The transfer portal is not going to change traditional recruiting when it comes to trying to land a generational player for a program. Coaches are always going to want to land the player who will be a star for three seasons.
But it does undoubtedly alter a coaching staff’s recruiting mix. Transfer portal players simply offer less risk than a high school prospect who hasn’t yet adjusted to college baseball, and coaches universally seem to agree that portal recruiting is likely to continue to squeeze out junior college recruiting for some programs.
No matter the size or recruiting strategy of the program, the key above all else is going into the portal knowing what you need and what you have to offer.
“I think you’ve got to find your niche,” said the mid-major head coach. “Where are you going to get the bang for your buck? Are you going to get the guys that are coming down from the premier SEC programs? Is that the guy you want to get? Or are you trying to get the guy from a little bit lesser known D1 (program) that hits the portal and wants to move up?”
No one, even speaking off the record, had any issue with the transfer portal existing or with transfers being an option for players generally, but opinions on how the system is flawed are plentiful.
Many seized on the late draft, now taking place in mid July, as a complicating factor from a number of angles. It can lead to traditional recruiting classes falling apart at a time when most of the premier transfers, potential replacements for those lost recruits, have already committed elsewhere. Teams that recruited the portal aggressively early in the cycle can also see those transfer classes fall apart as draft-eligible incoming transfers get drafted.
Relatedly, with so much time between the end of the season and the draft, players have taken to entering the transfer portal as a bargaining chip in negotiations with MLB clubs for when they get drafted, leaving college coaches to suss out how serious the player is about actually playing another year of college baseball.
Almost certainly on the horizon is the passing of legislation that would create a 60-day transfer window that would open the day after NCAA Tournament selections are made.

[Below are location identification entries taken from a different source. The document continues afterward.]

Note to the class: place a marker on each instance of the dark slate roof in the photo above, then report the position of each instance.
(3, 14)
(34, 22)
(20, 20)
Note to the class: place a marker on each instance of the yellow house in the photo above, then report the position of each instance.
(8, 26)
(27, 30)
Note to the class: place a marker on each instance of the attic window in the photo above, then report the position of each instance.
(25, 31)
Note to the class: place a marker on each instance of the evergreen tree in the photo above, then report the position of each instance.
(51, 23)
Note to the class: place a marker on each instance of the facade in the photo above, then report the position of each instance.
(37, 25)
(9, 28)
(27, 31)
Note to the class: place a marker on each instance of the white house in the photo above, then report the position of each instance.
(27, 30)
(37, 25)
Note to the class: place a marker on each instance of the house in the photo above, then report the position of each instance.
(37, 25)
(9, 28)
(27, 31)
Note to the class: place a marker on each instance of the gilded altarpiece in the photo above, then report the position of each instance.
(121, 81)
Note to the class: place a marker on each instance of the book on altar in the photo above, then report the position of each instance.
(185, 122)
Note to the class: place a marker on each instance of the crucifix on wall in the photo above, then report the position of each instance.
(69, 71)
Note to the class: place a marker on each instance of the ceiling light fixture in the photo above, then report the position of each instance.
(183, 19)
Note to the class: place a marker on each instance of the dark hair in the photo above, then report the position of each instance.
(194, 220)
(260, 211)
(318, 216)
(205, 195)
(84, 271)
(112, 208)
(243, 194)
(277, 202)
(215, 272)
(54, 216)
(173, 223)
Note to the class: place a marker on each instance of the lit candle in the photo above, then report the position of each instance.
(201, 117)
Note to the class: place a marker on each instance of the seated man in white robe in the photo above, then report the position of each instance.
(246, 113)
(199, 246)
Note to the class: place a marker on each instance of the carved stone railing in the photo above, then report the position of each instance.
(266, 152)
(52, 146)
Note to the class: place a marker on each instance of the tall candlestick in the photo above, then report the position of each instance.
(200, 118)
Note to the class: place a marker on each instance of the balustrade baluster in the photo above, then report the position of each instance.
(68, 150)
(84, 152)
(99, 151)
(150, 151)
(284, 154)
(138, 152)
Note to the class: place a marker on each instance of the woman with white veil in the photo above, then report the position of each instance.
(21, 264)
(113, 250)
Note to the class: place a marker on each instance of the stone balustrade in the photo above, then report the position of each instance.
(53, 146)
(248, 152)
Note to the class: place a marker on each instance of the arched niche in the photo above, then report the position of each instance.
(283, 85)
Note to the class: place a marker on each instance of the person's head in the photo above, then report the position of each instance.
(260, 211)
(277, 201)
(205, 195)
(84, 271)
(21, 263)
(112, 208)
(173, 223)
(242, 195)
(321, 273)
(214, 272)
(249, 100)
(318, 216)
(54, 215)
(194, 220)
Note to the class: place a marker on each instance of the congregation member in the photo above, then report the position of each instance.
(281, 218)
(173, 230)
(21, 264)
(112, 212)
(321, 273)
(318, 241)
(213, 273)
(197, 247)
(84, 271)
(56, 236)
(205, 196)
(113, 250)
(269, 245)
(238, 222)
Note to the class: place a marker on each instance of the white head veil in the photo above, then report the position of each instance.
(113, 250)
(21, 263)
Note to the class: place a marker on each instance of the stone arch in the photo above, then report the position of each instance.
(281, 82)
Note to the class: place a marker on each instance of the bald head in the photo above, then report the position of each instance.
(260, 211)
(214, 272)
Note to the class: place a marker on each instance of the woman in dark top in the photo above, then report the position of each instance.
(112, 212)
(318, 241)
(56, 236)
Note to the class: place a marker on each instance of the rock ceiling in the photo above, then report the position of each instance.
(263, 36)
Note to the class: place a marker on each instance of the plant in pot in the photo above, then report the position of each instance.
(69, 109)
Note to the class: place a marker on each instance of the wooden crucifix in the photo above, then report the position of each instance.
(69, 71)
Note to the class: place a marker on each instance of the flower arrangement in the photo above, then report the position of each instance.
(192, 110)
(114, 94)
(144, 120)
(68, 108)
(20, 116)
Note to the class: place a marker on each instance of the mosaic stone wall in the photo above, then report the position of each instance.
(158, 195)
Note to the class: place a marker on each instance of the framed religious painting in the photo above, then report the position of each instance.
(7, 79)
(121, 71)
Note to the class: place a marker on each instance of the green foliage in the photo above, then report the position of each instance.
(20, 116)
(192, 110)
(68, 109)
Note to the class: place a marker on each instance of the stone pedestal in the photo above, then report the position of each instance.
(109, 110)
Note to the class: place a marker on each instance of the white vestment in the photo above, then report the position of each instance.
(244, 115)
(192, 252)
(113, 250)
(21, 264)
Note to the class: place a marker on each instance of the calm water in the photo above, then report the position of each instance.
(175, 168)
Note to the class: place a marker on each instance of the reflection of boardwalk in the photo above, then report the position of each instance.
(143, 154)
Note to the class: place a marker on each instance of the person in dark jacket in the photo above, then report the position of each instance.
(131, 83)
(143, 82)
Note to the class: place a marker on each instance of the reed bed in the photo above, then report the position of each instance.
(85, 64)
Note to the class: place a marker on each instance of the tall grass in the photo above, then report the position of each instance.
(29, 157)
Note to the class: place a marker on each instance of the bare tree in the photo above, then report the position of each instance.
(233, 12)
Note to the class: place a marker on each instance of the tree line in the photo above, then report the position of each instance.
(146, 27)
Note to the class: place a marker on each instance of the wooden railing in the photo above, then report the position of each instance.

While that might mitigate the rush we saw this summer as players tried to get into the portal before the July 1 deadline, it does potentially create another set of headaches, with roster uncertainty creeping even further into the summer.
Like it or not, transfer portal activity is likely to stay at the current rate or increase from this point forward, especially as a future where players are able to transfer freely as many times as they like seems inevitable.
Every coach has to weigh how the transfer portal works for his specific program, but it stands to reason that the way forward, by and large, is to find a way to make it work rather than bucking against it.
“Regardless of what any of our opinions are on the portal, the reality is that it’s living and breathing and active and it’s here to stay,” Fitzgerald said.